SQuAD with BERT tokenizer: Mismatch between span and token boundaries

I’m trying to train a BERT model on the SQuAD dataset. I’ve found several instances where the answer text doesn’t start or end at a token boundary. I’m using bert-base-uncased, but I think my question is valid for any tokenizer based on the word-part algorithm.

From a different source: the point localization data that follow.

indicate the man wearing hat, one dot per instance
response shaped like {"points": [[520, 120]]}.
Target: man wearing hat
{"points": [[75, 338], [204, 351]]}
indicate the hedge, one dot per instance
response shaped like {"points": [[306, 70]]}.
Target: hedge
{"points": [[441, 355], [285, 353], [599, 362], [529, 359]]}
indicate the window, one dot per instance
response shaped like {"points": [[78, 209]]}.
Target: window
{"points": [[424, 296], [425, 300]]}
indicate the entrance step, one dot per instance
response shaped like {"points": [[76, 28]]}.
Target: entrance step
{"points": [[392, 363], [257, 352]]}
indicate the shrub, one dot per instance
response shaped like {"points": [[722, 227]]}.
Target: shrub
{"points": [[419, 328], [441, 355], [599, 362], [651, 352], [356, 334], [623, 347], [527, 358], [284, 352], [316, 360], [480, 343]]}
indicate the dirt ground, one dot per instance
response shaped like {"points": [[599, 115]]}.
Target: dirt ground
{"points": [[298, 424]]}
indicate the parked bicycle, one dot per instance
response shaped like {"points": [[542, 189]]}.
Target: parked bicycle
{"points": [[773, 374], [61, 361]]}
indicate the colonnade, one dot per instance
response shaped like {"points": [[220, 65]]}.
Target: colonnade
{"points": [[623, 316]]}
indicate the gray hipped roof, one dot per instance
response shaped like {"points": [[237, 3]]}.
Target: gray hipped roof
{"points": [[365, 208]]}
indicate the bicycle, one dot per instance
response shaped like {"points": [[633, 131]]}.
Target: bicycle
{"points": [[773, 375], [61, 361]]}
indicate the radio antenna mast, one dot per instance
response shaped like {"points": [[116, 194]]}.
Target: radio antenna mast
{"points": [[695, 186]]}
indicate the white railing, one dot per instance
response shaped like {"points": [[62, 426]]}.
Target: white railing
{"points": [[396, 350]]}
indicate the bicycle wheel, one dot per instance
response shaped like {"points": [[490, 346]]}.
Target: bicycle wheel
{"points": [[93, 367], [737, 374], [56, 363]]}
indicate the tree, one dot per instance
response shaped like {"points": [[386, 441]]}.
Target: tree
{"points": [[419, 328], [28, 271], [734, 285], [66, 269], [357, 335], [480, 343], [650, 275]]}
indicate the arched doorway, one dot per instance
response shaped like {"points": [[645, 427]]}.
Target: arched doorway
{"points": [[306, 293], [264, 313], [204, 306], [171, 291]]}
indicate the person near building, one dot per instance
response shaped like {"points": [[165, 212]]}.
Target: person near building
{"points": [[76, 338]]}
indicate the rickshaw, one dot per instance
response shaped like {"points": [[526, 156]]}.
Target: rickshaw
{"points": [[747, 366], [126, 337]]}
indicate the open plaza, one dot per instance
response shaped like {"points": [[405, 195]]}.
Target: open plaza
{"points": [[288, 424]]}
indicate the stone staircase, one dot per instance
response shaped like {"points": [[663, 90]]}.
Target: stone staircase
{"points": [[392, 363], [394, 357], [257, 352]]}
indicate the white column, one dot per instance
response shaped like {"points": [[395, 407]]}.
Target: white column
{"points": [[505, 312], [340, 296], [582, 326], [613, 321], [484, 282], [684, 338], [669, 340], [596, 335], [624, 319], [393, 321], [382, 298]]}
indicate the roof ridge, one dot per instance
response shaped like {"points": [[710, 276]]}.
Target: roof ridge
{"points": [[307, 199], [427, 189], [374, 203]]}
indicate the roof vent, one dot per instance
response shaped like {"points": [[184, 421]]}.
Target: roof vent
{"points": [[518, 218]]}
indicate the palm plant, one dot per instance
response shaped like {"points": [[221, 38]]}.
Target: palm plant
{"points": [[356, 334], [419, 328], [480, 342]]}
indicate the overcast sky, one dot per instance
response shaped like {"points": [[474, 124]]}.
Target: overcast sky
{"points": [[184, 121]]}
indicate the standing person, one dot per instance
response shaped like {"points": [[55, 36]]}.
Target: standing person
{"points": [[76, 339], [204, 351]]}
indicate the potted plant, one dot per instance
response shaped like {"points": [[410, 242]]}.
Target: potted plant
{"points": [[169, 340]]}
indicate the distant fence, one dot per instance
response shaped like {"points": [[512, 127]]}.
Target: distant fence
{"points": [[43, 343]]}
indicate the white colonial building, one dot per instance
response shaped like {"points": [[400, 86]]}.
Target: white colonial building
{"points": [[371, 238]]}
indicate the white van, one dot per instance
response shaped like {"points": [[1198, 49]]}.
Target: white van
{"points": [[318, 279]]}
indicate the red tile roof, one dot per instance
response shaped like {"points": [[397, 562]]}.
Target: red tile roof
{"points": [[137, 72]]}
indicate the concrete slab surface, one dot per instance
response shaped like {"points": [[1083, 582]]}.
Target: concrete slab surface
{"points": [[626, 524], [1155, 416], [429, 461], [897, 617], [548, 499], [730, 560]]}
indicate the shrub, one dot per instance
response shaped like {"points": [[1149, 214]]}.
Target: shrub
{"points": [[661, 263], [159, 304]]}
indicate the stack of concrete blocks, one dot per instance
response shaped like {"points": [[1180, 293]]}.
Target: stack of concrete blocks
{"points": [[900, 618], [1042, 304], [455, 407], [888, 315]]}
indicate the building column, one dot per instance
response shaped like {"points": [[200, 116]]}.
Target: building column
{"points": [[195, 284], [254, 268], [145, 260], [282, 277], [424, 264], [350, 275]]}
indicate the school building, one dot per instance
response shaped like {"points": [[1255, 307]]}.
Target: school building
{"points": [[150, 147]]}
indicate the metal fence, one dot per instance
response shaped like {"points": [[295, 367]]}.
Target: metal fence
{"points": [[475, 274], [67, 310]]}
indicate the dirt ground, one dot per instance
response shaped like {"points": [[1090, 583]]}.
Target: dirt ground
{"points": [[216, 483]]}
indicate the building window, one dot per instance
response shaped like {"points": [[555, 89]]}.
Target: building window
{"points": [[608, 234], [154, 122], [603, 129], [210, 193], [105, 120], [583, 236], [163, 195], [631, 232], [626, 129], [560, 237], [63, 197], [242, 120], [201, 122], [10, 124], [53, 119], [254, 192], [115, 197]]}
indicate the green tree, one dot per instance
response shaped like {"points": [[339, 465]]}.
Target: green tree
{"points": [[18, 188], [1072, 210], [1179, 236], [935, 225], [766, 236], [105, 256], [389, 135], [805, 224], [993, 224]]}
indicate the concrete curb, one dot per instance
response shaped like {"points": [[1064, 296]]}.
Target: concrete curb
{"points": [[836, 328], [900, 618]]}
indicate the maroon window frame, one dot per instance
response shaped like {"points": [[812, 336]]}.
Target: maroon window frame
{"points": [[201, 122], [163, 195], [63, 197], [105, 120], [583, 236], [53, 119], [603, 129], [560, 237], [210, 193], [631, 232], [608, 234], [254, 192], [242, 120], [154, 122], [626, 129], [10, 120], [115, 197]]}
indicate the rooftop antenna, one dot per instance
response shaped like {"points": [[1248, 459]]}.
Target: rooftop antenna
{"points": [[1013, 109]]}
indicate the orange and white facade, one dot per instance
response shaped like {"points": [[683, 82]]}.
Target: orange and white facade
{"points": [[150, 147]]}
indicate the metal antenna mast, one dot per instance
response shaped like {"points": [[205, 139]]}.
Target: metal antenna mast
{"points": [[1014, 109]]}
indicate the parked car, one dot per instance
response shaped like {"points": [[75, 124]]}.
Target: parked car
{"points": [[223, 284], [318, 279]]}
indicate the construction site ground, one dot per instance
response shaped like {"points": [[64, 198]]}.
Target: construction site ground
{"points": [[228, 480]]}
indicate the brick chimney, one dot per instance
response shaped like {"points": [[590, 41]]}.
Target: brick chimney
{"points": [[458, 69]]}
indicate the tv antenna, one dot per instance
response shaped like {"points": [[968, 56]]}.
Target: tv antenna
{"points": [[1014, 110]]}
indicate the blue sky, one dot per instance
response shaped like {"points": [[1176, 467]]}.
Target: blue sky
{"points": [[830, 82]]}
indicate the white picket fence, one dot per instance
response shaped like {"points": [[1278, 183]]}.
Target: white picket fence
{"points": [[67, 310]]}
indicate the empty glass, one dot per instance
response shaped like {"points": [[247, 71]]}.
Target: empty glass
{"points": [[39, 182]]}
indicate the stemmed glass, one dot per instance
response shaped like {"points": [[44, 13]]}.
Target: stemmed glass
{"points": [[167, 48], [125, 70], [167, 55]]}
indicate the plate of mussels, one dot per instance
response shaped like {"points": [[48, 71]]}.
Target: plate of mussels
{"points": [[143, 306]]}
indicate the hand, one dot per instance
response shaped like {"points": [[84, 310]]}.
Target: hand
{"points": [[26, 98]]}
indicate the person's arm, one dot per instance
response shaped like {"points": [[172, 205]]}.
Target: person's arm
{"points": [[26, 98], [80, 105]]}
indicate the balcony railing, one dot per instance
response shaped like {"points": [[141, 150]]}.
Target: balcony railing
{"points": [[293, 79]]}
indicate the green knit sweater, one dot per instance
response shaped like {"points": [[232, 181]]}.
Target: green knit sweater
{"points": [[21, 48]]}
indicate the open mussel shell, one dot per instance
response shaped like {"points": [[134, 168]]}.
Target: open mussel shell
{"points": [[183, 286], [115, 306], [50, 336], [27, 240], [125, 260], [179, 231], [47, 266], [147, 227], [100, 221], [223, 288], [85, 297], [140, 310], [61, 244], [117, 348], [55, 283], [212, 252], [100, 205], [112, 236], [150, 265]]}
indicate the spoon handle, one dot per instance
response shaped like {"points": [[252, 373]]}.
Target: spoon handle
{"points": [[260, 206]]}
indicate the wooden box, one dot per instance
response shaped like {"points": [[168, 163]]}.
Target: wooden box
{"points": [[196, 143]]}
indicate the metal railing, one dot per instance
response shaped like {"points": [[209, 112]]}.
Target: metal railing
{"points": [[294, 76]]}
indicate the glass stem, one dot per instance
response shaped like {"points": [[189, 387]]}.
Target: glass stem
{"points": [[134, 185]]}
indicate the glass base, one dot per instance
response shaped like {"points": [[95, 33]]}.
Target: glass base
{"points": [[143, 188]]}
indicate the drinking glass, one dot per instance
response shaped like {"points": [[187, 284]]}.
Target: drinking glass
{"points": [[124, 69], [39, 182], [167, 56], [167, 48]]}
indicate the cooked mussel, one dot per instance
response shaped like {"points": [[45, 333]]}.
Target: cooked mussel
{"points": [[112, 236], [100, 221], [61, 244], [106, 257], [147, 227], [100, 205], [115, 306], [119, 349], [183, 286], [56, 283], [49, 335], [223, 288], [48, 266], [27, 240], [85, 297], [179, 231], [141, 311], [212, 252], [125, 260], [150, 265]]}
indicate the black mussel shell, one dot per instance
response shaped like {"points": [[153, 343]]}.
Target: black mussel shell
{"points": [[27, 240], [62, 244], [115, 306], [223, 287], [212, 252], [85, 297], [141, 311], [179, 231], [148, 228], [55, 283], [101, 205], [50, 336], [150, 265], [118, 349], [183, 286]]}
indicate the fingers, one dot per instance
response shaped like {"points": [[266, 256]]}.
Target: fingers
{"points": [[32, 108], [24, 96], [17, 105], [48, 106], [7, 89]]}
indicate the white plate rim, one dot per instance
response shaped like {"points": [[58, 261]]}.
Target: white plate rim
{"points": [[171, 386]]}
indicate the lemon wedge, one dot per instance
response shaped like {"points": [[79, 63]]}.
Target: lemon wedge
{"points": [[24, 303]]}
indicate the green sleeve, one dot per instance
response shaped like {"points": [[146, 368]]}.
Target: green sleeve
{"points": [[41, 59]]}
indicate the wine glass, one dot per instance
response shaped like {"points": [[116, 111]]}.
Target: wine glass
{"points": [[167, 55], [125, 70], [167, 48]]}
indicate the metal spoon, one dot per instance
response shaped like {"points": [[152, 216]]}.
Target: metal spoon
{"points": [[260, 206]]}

To find the indices start_position and end_position of the starting and ending tokens of the answer span, I use the offsets returned by the tokenizer. Here’s an example where everything works “as expected”:

question_text = "Which band recorded the album 'Thank You 4 Your Service'?"
context = "Thank You 4 Your Service is the sixth and final studio album by American hip hop group A Tribe Called Quest."
answer_text = "A Tribe Called Quest"
answer_start = context.index(answer_text)
answer_end = answer_start + len(answer_text)
x = tokenizer(context, return_offsets_mapping=True)
starts, ends = zip(*x.offset_mapping)
start_position = starts.index(answer_start)
end_position = ends.index(answer_end)
tokenizer.convert_ids_to_tokens(x.input_ids[start_position:end_position + 1])
# ['a', 'tribe', 'called', 'quest']

Things go awry, however, if we set

question_text = "How many studio albums did A Tribe Called Quest release?"
answer_text = "six"

The line

end_position = ends.index(answer_end)

raises an exception because the answer “six” is part of the word “sixth” which is, itself, a token (id 4369).

What’s the “right” thing to do here? By “right”, I mean how do people-who-know-what-they’re-doing resolve this. What did Devlin et al. do when fine-tuned BERT on SQuAD in the original BERT paper? I couldn’t find those details in the paper.